Frankenthal „Viva Frankenthal“
Keine touristische Städtereise, sondern ein herzliches Willkommen bei Freunden sei der Besuch einer Delegation in der Partnerstadt Rosolini gewesen. Das berichtet Barbara Fresenius, Leiterin des Büros von Oberbürgermeister Martin Hebich. Bürgermeister Giuseppe Incatasciato hatte die Pfälzer zu den Feierlichkeiten zum Namenstag des heiligen Josef nach Sizilien eingeladen. Heute werden Austauschschüler aus Rosolini im Frankenthaler Rathaus begrüßt.

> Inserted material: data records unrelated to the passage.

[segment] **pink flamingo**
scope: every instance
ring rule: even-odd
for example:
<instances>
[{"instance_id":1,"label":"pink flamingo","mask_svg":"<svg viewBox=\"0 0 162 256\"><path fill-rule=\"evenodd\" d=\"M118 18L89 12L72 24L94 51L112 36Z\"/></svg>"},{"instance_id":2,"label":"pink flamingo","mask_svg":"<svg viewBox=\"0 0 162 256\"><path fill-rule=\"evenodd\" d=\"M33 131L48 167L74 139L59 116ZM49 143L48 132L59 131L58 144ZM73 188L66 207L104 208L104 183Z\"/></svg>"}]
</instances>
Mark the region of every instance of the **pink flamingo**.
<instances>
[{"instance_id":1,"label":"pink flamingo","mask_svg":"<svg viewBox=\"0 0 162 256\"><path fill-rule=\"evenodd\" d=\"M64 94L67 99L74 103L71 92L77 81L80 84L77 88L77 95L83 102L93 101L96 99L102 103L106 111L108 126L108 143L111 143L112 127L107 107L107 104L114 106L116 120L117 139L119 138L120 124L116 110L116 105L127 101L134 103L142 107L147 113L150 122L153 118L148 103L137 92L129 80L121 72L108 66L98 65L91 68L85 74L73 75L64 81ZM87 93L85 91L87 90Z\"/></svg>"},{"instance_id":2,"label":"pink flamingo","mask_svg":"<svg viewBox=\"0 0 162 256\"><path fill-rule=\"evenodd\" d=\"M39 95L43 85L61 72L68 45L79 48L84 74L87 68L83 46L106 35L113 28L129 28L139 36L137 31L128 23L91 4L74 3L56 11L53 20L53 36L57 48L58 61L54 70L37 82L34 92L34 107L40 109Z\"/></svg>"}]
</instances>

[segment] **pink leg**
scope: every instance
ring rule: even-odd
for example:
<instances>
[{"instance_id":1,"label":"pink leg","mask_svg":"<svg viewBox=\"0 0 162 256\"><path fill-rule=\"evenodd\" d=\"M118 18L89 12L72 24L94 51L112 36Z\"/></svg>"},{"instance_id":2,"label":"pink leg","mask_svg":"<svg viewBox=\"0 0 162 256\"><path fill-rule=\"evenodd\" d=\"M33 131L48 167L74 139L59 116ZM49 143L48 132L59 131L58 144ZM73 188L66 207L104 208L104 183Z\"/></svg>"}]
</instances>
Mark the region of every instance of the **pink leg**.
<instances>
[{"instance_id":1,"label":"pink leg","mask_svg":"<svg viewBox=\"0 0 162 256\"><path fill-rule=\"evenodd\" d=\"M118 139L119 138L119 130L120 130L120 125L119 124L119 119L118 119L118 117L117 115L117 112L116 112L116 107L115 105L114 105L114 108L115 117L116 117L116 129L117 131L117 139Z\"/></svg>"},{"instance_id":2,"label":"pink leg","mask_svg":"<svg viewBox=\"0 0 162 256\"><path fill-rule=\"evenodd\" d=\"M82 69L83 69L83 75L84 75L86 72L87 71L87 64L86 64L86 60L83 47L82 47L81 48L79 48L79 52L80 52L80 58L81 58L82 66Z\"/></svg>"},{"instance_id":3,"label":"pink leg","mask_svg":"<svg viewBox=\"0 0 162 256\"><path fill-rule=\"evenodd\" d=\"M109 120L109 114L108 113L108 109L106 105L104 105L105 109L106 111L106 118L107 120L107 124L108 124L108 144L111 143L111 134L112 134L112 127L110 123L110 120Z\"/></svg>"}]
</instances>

Überwältigt sei die Pfälzer Abordnung, zu der neben Fresenius, Hebich und Städtepartnerschaftsbeauftragter Judith Veth die Stadträte Doris Schwarz (CDU), Magali Leidig-Petermann (SPD), Gerhard Meissel (FWG) und Dr. Gerhard Bruder (Grüne) sowie EWF-Mitarbeiterin Daniela Sabia als Übersetzerin gehörten, von der Gastfreundschaft gewesen. Dass die offiziell erst fünf Monate alte Partnerschaft eine Herzensangelegenheit der Bevölkerung sei, habe man unter anderem sonntags beim Umzug gespürt. Die sizilianisch-pfälzisch besetzten Kutschen seien mit „Viva Rosolini! Viva Frankenthal!“ bejubelt worden. „Italiener mit deutschem und italienischem Pass leben hier bereits ein europäisches Selbstverständnis“, so Fresenius. Was diese Städtepartnerschaft auszeichne, sei, dass sie von Frankenthaler Bürgern mit familiären Wurzeln in Rosolini initiiert wurde. Dazu zählen auch die Familien Gennaro und Modica, die die offizielle Delegation auf der Reise begleiteten. Einwohner von Rosolini hätten Oberbürgermeister Martin Hebich freudig auf der Piazza und in der Kirche begrüßt, ihm von ihrer Zeit als Gastarbeiter in Frankenthal berichtet oder ihm freundlich winkend in perfektem Pfälzisch „Herr Birgermeischder“ zugerufen. „Selbst junge Familien steuerten auf der Piazza Garibaldi zielstrebig auf den Pfälzer mit Amtskette zu, um ihm ihre Verbindung mit Frankenthal darzulegen“, schildert Fresenius. Neben dem San-Guiseppe-Fest stand unter anderem eine Besichtigung bei dem Bio-Demeter-Betrieb Agriblea in Ispica auf dem Programm, dessen Inhaber Giorgio Agosta aus Rosolini stammt. Geerntet werde im Noto-Tal Ende Juni. Die rund 35 Hektar große Anbaufläche werde nach der Ernte zur Trocknung der verarbeiteten Tomaten in der Sonne genutzt. 98 Prozent der Ware würden ins Ausland exportiert, davon 20 Prozent nach Deutschland, wo das Bio-Handelshaus Dennree die zertifizierte Ware vertreibe. Die Städtepartnerschaft solle neben der kulturellen und sportlichen die wirtschaftliche Zusammenarbeit, insbesondere im Kulturtourismus, stärken. Die Delegation wolle dafür bei den Frankenthaler Reisebüros und der VHS werben, so Fresenius. Zum Gegenbesuch habe man Vertreter der Partnerstadt eingeladen zur Jubiläumsfeier „900 Jahre Grundsteinlegung des Augustiner Chorherrenstifts“. Die Städtepartnerschaft könne den „Mut zu Europa“ an die junge Generation weitergeben, so Hebich, der heute erstmals Austauschschüler aus Sizilien und ihre Gastgeber vom Albert-Einstein-Gymnasium im Frankenthaler Rathaus begrüßt.